# Fighter in the wind-Movie



## twendkata71 (Jun 26, 2008)

Anyone seen the "Fighter in the Wind" Movie promo's on Youtube. It is supposed to be about the young Mas Oyama. Sonny Chiba did almost the same movie in Bullfighter. This new one looks like a great karate action movie, but I am not sure if it is only being released in Japan.


----------



## MilkManX (Jun 26, 2008)

Both Fighter in the Wind and the older Karate Bull/Bear Fighter/For Life movies are based on the Manga called  _Karate Baka Ichidai .

So it is based on Oyama's life but only very loosely as the Manga embellished alot of his true story.

*Osu!*
_


----------



## Omar B (Jun 26, 2008)

I know of the movie and have seen the clips online but have yet to see it.  I wanna see it though, just never gotta around to seeking it out.


----------



## Gordon Nore (Jun 26, 2008)

It's quite a stunning looking film -- it took some doing, but some months ago I found a version of it with English subtitles.

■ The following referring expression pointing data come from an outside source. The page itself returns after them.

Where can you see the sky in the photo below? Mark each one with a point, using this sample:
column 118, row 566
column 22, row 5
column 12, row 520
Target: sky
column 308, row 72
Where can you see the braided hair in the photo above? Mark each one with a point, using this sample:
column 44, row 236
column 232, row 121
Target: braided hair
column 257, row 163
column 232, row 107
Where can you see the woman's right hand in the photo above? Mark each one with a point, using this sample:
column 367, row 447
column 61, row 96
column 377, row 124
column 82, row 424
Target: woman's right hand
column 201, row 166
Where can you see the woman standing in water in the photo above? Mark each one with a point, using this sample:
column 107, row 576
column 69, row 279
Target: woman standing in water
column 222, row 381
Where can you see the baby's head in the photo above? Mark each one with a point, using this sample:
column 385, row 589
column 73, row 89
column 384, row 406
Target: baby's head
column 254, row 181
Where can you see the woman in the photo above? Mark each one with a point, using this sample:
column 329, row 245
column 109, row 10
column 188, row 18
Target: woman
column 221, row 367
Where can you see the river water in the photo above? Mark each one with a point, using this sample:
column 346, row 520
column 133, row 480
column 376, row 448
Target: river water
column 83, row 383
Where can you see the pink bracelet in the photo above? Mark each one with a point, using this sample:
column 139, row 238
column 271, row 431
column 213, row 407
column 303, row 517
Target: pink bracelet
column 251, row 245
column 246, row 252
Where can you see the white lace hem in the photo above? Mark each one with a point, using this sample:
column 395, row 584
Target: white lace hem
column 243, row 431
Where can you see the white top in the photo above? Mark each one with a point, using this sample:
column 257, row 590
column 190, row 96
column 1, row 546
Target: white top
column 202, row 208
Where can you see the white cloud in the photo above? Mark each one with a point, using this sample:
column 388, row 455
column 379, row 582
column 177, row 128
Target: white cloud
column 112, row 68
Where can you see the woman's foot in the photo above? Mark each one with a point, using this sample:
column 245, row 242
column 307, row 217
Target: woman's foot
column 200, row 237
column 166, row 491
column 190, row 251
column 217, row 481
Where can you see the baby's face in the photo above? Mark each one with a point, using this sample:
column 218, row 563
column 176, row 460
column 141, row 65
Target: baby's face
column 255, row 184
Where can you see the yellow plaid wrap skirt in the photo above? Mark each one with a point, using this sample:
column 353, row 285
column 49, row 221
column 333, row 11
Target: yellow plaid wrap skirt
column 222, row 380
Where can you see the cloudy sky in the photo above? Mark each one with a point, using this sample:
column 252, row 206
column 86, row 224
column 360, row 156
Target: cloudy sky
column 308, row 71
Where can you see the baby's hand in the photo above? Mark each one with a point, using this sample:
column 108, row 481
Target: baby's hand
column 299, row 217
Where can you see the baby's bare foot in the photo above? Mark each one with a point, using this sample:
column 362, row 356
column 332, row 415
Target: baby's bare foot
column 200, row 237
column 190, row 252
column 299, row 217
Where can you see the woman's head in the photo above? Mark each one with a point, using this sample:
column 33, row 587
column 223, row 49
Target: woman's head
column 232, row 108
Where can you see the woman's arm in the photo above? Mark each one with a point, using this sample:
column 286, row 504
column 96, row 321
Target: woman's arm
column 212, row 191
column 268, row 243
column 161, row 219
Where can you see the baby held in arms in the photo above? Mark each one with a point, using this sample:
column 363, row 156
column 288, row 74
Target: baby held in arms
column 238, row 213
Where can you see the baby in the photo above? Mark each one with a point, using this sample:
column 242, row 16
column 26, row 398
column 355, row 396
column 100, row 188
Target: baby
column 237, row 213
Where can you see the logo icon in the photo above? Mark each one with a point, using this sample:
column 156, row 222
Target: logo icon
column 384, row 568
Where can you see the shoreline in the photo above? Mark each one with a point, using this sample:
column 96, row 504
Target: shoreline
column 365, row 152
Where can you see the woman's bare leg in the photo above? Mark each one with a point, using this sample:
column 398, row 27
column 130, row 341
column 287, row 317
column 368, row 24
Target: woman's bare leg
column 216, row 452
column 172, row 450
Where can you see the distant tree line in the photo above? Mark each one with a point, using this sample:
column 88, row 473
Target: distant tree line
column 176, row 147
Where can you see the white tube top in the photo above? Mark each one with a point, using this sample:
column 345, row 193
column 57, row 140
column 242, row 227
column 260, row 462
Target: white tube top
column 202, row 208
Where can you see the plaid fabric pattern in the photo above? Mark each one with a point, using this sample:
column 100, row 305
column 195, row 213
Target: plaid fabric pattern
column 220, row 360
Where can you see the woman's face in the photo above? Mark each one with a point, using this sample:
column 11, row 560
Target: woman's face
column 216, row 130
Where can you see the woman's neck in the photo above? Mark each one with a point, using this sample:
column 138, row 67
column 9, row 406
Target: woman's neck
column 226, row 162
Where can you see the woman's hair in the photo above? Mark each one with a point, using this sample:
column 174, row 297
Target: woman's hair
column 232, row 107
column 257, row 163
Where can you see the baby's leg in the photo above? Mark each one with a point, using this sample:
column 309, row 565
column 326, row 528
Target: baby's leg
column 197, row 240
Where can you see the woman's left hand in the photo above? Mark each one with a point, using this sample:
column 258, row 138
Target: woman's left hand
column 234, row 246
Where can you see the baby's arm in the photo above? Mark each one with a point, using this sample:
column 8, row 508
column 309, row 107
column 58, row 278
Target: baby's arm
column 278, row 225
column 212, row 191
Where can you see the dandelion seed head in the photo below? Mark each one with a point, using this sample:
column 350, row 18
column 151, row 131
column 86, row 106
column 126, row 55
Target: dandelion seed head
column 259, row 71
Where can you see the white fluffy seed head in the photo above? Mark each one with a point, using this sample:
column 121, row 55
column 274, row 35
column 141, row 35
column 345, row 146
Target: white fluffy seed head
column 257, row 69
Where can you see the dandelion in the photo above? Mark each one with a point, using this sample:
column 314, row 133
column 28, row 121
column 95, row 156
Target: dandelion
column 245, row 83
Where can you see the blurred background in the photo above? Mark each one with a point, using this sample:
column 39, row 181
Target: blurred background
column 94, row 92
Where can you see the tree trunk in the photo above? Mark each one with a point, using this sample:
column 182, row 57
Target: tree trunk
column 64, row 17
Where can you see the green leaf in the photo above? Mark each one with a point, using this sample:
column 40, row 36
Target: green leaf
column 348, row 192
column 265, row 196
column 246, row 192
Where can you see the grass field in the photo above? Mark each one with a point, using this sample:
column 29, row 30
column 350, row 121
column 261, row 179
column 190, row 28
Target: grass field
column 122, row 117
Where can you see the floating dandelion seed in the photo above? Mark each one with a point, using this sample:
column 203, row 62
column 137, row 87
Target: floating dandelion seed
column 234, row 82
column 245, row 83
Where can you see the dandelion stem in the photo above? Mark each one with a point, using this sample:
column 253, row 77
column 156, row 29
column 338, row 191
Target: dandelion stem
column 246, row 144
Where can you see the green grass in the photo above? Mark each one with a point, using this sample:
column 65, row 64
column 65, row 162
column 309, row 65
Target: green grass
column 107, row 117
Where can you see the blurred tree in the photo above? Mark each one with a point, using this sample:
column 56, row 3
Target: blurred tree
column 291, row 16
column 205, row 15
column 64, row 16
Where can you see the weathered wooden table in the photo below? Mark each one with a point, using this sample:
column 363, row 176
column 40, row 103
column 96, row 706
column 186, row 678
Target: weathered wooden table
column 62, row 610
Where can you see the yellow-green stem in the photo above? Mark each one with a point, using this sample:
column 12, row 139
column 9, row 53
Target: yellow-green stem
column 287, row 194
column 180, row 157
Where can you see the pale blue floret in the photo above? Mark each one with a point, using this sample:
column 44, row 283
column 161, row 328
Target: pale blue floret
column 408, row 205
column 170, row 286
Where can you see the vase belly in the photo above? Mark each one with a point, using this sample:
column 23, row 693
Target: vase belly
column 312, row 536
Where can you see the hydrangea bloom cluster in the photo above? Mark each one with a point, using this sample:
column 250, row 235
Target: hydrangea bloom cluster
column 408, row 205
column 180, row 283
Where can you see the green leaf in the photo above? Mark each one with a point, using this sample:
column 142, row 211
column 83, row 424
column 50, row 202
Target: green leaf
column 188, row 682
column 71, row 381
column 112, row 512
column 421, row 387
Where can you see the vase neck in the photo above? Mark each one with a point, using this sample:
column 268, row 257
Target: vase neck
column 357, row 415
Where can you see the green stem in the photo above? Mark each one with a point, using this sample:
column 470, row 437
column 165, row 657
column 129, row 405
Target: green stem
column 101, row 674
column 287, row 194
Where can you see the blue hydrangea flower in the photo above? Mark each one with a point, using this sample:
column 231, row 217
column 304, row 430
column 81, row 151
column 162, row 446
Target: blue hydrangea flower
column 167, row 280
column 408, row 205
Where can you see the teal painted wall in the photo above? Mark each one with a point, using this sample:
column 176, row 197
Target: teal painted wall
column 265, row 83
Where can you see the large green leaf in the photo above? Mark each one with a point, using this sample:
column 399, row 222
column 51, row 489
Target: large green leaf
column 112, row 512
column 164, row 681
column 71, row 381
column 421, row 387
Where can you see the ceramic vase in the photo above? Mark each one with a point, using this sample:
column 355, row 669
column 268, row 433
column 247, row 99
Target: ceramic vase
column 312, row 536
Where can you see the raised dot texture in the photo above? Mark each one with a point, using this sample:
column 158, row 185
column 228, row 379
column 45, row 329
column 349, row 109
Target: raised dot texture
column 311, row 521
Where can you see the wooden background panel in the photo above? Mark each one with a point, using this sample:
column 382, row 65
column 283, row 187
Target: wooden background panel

If I can remember where I ordered it, I'll post later.


----------



## twendkata71 (Jun 27, 2008)

Well according to people that I have talked to that live in Japan and Okinawa. He was a very popular figure in Japan, even though he was actually Korean. There are several Kyokushikai schools on Okinawa. So, I imagine it will do quite well. I have also heard that he movie Kuro Obi is doing well, which is another karate film in Japan that looks interesting.


----------



## twendkata71 (Jun 27, 2008)

Another interesting fact about this movie is that the original movie(Sonny Chiba), Chiba(Japanese) was a student of Oyama Hanshi's .
The new one the actor is actually Korean, like the peson he is playing.


----------



## chinto (Jun 30, 2008)

No I have not .. but I will look into it.
please let me know when it comes out !!


----------



## MilkManX (Jun 30, 2008)

chinto said:


> No I have not .. but I will look into it.
> please let me know when it comes out !!



Its out in Asia but no US or European release.

You can get a grey market DVD with english subs from ebay.


----------



## chinto (Jul 2, 2008)

MilkManX said:


> Its out in Asia but no US or European release.
> 
> You can get a grey market DVD with english subs from ebay.



thanks I will have to look into it!


----------



## Randy Strausbaugh (Jul 2, 2008)

Amazon.com offers it as well. When I checked, it was out of stock, but you can still order it.


----------



## Martin h (Aug 25, 2008)

Fighter in the wind has been released with a english subtitle. You can order it from amazon.co.uk  It is a OK movie, but not only it is based on a manga based on Oyamas life. It is also colored by korean anti-japanese feelings. It gets old after a while.


----------



## twendkata71 (Aug 27, 2008)

I had not seen that much of the movie. The original movie with chiba was sort of like that. As far as the Korean antiJapanese element.  Can't really blame the Koreans. The Japanese ruled over their country for 30 years and terrorised them, tried to destroy their culture, language, martial arts, and took many of their young men to Japan to make them assimilate into the Japanese culture, eventhough they would always be treated like second class citizens because they were not "pure Japanese". This type of sentiment is still evident in Japan even today. Whats funny is that there are Taekwondo schools in Japan and Karate,Judo and Aikido schools in Korea. Another funny fact is that the world headquarters for Judo is no longer in Japan ,its in Korea at least , as far as the IOC and International Judo is considered.


----------